Le projet de modification de la loi sur la nationalité interdit en revanche le référendum obligatoire. Celui-ci pourrait en effet conduire au rejet d´une demande sans que les motifs n´aient été expressément formulés, ce qui serait contraire au respect des principes d´un Etat de droit.

Dans les assemblées communales, les citoyens qui s´opposent à l´octroi d´un passeport suisse à un candidat devront présenter une proposition de refus motivée. En l´absence de demande de rejet, les naturalisations seront réputées acceptées sans autre.

Par ce biais, la commission estime être parvenue à trouver un système permettant aux cantons de continuer à déterminer eux-mêmes la procédure de naturalisation. Les communes qui confient à leurs citoyens la sélection des futurs Suisses ne devront pas renoncer à leur tradition, mais respecteront désormais l´Etat de droit.

Données

En dépit de la protection de la sphère privée, une série de données concernant les candidats au passeport helvétique pourront être publiées. Outre la nationalité et la durée de résidence du requérant dans la commune, il devrait être possible de connaître son appartenance à une association, ses compétences linguistiques ou d´autres connaissances permettant de juger de son degré d´intégration.

Pas question en revanche de dévoiler des informations sensibles et n´ayant aucun rapport avec la demande de naturalisation, comme l´état de santé, les opinions religieuses ou politiques ou l´appartenance raciale.

Recours

Autre innovation, la commission souhaite imposer un droit de recours devant un tribunal cantonal en cas de refus d´une demande. Actuellement, plusieurs cantons ne connaissent pas de voies de droit contre des décisions communales ou cantonales négatives. Le Tribunal fédéral ne se prononcera en principe plus qu´en cas de violation de droits constitutionnels.

Le Conseil des Etats devrait se prononcer sur le projet lors de la session d´hiver. Celui-ci, né d´une initiative de Thomas Pfisterer (PRD/AG), fait suite à deux arrêts du Tribunal fédéral déclarant anticonstitutionnelle la naturalisation par les urnes.

Initiative populaire UDC maintenue

L´UDC récolte actuellement des signatures pour une initiative populaire demandant que les communes décident de l´instance qui naturalise et que les personnes demandant la naturalisations ne puissent pas recourir. Plus de 100 000 paraphes doivent être déposés d´ici au 18 novembre.

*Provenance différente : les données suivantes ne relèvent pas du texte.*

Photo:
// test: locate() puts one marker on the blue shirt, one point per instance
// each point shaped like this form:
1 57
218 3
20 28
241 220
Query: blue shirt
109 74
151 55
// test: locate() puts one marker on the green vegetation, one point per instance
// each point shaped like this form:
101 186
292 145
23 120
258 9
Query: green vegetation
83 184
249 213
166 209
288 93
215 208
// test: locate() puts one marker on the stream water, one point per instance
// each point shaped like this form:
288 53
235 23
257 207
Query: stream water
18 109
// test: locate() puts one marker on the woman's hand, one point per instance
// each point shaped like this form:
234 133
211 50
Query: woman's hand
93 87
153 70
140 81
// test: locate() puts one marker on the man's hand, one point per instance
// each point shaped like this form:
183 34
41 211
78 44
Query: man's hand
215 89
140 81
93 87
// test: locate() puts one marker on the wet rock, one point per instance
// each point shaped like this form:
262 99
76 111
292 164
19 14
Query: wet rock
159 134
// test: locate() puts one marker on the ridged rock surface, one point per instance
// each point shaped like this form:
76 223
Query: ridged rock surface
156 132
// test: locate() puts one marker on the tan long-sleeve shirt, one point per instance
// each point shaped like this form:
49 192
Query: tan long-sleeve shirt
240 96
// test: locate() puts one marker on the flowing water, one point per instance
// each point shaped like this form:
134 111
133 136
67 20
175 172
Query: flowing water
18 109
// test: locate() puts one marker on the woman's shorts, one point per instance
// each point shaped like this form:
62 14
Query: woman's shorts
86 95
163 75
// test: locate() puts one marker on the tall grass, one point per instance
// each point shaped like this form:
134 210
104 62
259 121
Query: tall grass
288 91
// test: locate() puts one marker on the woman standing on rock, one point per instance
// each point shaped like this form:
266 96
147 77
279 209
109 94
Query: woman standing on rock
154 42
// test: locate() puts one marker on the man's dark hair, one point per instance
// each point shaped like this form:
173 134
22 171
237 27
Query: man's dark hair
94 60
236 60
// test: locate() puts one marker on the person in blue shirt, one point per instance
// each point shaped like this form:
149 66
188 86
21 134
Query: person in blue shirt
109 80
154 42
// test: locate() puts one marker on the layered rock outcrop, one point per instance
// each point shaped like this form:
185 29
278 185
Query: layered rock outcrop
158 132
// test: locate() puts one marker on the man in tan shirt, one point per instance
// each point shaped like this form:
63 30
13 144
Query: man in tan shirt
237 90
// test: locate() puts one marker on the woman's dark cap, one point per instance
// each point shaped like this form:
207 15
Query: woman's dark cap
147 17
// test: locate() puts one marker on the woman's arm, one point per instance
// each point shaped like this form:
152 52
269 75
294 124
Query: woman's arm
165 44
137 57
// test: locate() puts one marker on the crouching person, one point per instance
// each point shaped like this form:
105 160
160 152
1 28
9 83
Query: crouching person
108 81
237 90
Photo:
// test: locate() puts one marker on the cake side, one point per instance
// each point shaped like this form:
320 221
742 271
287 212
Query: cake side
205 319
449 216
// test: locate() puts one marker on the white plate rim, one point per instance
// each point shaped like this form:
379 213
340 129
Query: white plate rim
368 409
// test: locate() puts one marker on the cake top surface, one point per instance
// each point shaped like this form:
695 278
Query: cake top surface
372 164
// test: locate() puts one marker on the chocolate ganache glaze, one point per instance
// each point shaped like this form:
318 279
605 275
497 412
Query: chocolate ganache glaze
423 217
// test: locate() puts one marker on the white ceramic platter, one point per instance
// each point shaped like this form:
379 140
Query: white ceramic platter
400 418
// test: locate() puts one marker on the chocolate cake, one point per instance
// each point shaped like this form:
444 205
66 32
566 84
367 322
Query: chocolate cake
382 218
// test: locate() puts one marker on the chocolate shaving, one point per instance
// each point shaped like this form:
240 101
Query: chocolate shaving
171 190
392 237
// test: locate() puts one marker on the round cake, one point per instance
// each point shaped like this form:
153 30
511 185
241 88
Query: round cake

La solution de la commission des Etats ne convient pas à l´UDC, notamment à cause de la possibilité de recours et de l´obligation de justifier un refus. Bien que la commission aille dans son sens en autorisant les naturalisations par les urnes ou en assemblée, cela n´est pas suffisant pour que l´UDC retire son initiative, a indiqué Roman Jäggi, porte-parole du parti.

L´initiative populaire a déjà atteint largement le nombre de signatures exigé. L´UDC connaît toutefois des problèmes avec les communes dont beaucoup tardent à valider les paraphes. Mais M. Jäggi est serein: elle aboutira dans les temps.